1) I'd always taken great pride watching NH boaters removing flood debris from an otherwise pristine Lake Winnipesaukee and putting it inside their own boats. That still occurs, but with the delicate graphics, hand-rubbed gelcoat polishings and white vinyl bolsters of too many visiting boaters, it's hardly becoming a widespread practice.

2) For 46 consecutive summers, living lakeside at the same spot on Lake Winnipesaukee one would expect a different perspective.

On August 08, 2002—with a letter to the editor—I called it right.

The title, "Anarchy and Mayhem" did reflect the unhappy condition that reigned too long on these waters: "Noise and Action" actually appeared as a Winnipesaukee headline in a major New Hampshire newspaper. (And at the forum).

3) Putting out "The Unwelcome Mat" seems to have moderated visitors whose recent inland-waters attitude was contrary to what I'd seen all those years on Lake Winnipesaukee—directly before me, my extended family and guests.

At the same time, I was privy to the same boats on "big-water" off Florida's sandy coastlines. We don't have sandy shorelines to catch our navigational errors here—and nothing approaches the "big-water" there.
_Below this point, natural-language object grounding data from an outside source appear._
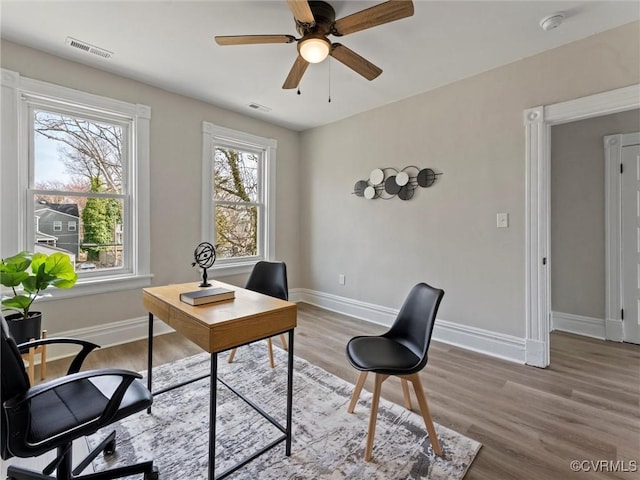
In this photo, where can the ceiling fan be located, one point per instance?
(315, 20)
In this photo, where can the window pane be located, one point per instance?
(74, 154)
(236, 231)
(235, 175)
(96, 244)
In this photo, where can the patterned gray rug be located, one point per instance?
(328, 442)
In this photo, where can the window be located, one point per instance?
(79, 160)
(238, 197)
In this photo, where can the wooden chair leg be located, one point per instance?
(31, 358)
(374, 415)
(406, 394)
(231, 355)
(356, 391)
(283, 339)
(424, 409)
(43, 358)
(270, 347)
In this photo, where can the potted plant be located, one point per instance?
(28, 274)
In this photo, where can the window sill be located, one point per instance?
(228, 269)
(96, 286)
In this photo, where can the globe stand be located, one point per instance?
(204, 256)
(204, 279)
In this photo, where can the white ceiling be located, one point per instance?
(170, 45)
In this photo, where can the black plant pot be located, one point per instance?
(24, 330)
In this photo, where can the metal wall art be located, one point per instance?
(388, 182)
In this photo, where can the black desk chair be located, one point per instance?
(35, 420)
(268, 278)
(402, 351)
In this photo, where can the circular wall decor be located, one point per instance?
(377, 176)
(369, 192)
(402, 178)
(386, 183)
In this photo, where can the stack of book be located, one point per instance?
(210, 295)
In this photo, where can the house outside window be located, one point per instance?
(80, 161)
(238, 197)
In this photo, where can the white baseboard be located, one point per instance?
(108, 335)
(579, 325)
(614, 330)
(487, 342)
(495, 344)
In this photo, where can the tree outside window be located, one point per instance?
(237, 202)
(78, 177)
(238, 197)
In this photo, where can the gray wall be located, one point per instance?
(473, 132)
(577, 212)
(175, 163)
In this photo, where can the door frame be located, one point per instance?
(613, 145)
(538, 122)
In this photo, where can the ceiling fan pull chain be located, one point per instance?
(329, 62)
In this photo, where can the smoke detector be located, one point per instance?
(552, 21)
When some boats on our inland waters rival military boats in appearance and performance, one can expect a gloomy assessment by residents. With all the paint, show, pretense, and noise, "stolen valor" comes to mind.
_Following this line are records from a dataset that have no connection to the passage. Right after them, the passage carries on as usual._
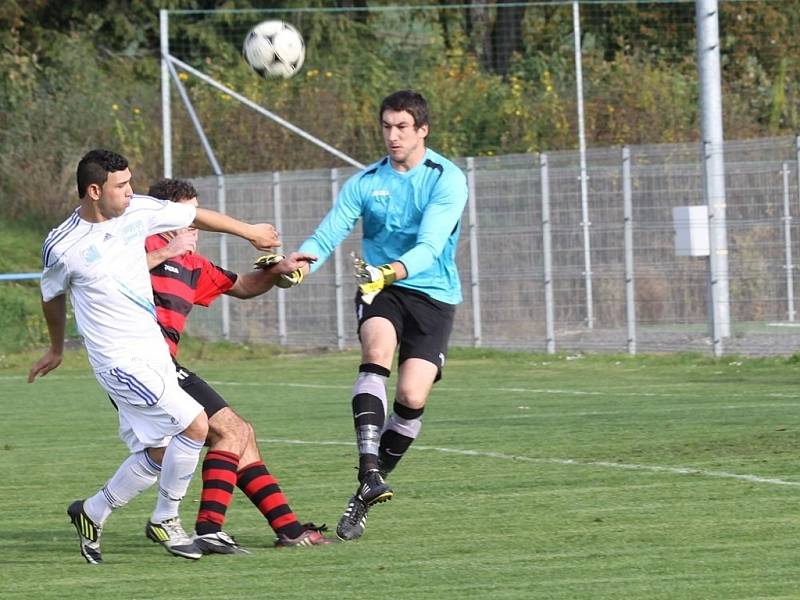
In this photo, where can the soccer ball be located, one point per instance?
(274, 49)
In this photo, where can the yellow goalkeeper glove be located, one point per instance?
(290, 280)
(372, 280)
(268, 260)
(284, 281)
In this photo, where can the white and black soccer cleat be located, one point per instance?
(88, 533)
(354, 520)
(171, 535)
(218, 543)
(373, 488)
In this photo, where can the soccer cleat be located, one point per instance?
(354, 519)
(373, 488)
(311, 536)
(171, 535)
(383, 466)
(218, 543)
(88, 533)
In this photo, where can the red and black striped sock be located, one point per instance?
(263, 490)
(219, 479)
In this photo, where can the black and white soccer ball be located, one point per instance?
(274, 49)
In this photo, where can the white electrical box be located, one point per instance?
(691, 230)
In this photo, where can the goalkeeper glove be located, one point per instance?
(268, 260)
(372, 280)
(290, 280)
(284, 281)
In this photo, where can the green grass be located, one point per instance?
(534, 477)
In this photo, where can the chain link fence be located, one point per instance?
(645, 297)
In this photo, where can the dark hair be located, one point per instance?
(411, 102)
(172, 189)
(95, 167)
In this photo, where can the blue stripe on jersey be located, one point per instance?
(134, 385)
(136, 298)
(189, 442)
(58, 234)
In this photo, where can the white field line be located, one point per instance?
(510, 390)
(564, 461)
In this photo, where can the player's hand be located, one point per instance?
(293, 262)
(44, 365)
(180, 243)
(291, 269)
(268, 260)
(264, 236)
(371, 280)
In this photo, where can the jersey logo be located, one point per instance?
(133, 231)
(90, 254)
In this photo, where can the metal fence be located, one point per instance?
(522, 254)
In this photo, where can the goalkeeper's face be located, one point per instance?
(405, 143)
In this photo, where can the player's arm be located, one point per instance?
(182, 242)
(55, 315)
(262, 280)
(262, 235)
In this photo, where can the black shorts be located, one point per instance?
(198, 389)
(423, 325)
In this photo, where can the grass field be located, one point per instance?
(534, 477)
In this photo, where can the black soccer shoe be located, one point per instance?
(354, 520)
(88, 533)
(373, 488)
4) Navigation spars were made of wood just ten years ago: many of those wooden spars soared high above the heads of most boats' captains. Just ten years ago, nobody complained of "not-seeing" Winnipesaukee's wood spars, which would lean-over alarmingly!

Waterlogged, they were like "dead-heads"—or even dull lances pointed at the gunwales of Winnipesaukee's over-sized boats. Colliding with those waterlogged spars must have been a wake-up call to our visiting boaters.

As the years progressed, a growing number of spars were "made invisible" by breaking-off through collisions: Today, Maine's H&H Propeller service actually operates a delivery shuttle service that brings a brisk and booming replacement-propeller business to Lake Winnipesaukee's boat dealers.

*Shrug*.

When the majority of boats on the lake were wooden boats, you didn't take the chance of making splinters with those wood markers—that were not unlike telephone poles—anchored in large numbers around Lake Winnipesaukee.

5) I would never say that the lake has always been safe: it's a scenic lake with recently-added distractions—that hadn't included gauges and electronics that glow—to rob one's night-vision.

Future Winnipesaukee headlines should be less unnerving to us but you can count on some boater about to make headlines.
APS, do you get a sore shoulder from trying to pat yourself on the back?

Would one of your dull headed lances do a number on a lake vistor's undersized vessel?

The only boats that I have seen on this lake that look like military boats are the MP's Rigid Inflatable Boats.:

I think you should start petitioning to have the oversized and overpowered Mt Washington banished from this lake

This lake will never be "safe". It was not safe when the Algonquins paddled across the broads long before a non-native American set foot upon this land. We can only strive to make the lake safer through education and enforcement of the law.